Story at a glance
- A new poll on unvaccinated Americans was conducted by the Associated Press-NORC Center for Public Affairs Research.
- National Institutes of Health immunologist Kizzmekia Corbett is answering questions Americans have about the vaccine in an attempt to combat hesitancy and misinformation.
- More than 150 million people have gotten at least their first dose of the coronavirus vaccine.
A new poll conducted by the Associated Press-NORC Center for Public Affairs Research found a majority of unvaccinated Americans are reluctant to receive the vaccine.
According to the poll, 11 percent of unvaccinated Americans said they definitely will get the shot, but 34 percent said they definitely won't get it.
However, caught in the middle are 27 percent of Americans who said they probably will receive the vaccine and 27 percent who said they most likely won't.
A large portion of those who are hesitant are reportedly fueled by a mix of unanswered questions and misinformation. Out to offer clarity and transparency is National Institutes of Health immunologist Kizzmekia Corbett.

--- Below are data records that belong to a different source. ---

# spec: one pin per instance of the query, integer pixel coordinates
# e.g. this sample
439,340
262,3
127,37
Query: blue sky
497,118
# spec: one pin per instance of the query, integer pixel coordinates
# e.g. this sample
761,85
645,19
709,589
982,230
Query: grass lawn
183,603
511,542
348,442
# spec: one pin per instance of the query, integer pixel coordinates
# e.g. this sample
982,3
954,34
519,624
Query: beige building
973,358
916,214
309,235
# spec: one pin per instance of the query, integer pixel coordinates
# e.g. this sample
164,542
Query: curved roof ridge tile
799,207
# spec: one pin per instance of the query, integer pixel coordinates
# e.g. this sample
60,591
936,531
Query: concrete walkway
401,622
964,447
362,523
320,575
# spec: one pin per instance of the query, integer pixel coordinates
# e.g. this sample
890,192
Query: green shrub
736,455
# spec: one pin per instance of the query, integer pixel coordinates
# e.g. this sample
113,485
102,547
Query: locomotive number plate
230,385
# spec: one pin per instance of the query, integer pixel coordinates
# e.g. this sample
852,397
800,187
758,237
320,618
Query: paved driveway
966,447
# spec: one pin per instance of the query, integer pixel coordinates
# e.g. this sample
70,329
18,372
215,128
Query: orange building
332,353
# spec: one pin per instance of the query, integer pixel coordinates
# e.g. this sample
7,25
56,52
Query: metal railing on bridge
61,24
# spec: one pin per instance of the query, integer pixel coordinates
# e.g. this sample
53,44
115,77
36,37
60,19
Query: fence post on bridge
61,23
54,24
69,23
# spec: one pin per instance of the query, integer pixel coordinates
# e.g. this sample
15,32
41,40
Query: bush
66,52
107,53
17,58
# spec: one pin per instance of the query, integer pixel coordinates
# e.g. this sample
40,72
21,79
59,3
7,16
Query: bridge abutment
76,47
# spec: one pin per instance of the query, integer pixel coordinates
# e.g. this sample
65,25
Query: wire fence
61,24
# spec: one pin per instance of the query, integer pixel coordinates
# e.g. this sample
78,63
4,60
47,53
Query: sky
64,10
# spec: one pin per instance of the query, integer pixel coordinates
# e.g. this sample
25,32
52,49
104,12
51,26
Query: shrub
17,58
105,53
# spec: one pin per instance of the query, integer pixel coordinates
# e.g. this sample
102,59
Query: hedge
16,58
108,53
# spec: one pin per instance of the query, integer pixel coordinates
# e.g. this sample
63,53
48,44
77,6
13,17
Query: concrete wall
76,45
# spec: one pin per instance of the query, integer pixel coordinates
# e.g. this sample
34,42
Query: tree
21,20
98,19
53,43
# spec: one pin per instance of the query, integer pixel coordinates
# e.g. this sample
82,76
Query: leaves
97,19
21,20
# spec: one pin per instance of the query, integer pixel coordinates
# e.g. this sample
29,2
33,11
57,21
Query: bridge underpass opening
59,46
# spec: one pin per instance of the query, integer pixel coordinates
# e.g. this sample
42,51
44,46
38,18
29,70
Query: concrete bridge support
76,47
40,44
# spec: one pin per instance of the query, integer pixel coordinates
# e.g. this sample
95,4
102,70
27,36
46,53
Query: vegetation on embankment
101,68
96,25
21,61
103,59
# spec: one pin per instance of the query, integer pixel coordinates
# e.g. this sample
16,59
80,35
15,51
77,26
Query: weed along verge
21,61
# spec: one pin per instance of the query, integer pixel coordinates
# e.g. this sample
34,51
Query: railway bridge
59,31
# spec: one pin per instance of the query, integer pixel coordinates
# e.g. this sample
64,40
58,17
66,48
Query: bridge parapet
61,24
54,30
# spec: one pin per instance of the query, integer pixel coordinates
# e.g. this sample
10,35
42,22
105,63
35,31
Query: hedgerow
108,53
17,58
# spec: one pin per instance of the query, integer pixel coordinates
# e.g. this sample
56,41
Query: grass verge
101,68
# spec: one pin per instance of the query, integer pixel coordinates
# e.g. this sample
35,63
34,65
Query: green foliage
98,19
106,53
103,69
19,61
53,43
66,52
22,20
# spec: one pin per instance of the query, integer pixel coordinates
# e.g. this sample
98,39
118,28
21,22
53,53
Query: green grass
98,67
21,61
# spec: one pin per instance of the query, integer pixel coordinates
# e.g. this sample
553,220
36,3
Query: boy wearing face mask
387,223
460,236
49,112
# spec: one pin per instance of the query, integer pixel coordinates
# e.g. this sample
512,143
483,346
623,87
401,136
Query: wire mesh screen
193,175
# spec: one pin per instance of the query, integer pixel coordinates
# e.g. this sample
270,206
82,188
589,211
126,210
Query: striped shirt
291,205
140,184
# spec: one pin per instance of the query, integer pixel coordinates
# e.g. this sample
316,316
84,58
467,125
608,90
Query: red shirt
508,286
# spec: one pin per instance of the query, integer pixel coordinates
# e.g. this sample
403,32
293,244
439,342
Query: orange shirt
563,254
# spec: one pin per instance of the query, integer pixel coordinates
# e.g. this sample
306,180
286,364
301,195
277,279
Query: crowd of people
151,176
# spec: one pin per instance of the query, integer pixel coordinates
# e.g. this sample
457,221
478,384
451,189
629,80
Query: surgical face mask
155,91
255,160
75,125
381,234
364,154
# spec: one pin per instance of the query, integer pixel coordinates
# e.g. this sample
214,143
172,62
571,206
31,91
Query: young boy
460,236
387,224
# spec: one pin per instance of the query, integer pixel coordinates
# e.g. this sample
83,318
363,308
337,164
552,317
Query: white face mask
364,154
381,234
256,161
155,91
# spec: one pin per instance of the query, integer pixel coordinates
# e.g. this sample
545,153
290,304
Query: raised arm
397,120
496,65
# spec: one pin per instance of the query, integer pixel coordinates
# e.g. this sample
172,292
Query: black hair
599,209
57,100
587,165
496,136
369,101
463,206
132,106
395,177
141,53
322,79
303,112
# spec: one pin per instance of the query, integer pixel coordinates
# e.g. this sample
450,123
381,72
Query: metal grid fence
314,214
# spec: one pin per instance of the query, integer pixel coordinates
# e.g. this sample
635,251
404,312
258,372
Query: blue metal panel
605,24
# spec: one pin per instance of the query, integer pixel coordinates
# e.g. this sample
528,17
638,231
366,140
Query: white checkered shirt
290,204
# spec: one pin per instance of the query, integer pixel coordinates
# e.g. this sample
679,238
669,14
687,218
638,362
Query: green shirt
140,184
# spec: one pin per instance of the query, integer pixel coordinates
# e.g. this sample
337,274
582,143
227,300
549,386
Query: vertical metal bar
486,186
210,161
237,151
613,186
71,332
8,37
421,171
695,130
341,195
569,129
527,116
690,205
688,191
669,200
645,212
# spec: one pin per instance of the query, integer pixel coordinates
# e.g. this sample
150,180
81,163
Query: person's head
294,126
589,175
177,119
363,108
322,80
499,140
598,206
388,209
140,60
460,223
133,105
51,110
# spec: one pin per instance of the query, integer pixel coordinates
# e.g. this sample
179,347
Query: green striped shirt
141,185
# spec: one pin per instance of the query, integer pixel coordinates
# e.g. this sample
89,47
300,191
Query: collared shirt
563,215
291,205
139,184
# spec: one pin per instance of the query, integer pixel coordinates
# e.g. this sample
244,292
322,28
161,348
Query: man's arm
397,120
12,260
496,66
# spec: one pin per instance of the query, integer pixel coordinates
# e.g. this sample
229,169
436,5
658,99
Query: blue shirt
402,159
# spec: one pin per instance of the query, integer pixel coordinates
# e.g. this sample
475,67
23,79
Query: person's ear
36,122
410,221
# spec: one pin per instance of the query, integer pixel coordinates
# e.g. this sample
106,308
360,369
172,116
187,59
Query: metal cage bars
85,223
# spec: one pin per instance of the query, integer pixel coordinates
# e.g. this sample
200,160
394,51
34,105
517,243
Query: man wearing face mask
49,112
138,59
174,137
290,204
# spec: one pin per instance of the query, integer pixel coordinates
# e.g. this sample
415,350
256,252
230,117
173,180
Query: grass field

Corbett, who aided in leading the development of the Moderna vaccine, uses her spare time to answer questions Americans have in relation to the vaccine, its side effects, its development, and countering any misinformation.
She explains that the quick development of the vaccine wasn’t reached by flouting safety or testing, but rather that “we worked our butts off for the last six years” researching and working on developing vaccines for previous, similar viruses to COVID-19, which ultimately offered scientists a leg-up in development.
Among side effect myths Corbett works to debunk is the claim the vaccines will cause infertility, which Corbett said is “completely absurd” as vaccines can’t alter a person’s DNA. “Whoever started that rumor,” she said, “shame on you.”
At this point more than 150 million people, or approximately 58 percent of adults, have gotten at least their first dose of the coronavirus vaccine, according to the Centers for Disease Control and Prevention.
While the study did find that a majority of the unvaccinated are still hesitant, it also noted forward movement amid the hesitancy. About 1 in 5 Americans said they probably or definitely won’t get vaccinated, which is down from one-third in January.
Twenty-six percent of Black Americans said they definitely or probably won’t receive the vaccine, down from 41 percent in January. And 32 percent of Republicans said they probably or definitely won’t get vaccinated, compared to 44 percent in January.
As the hesitancy slowly trends downward, Corbett hopes continued discussion and vaccine information will reach holdouts. “People need to hear things multiple times,” she said.
“What I can say,” Corbett added, “is that we’re doing everything we can to make sure we can answer it as soon as possible.”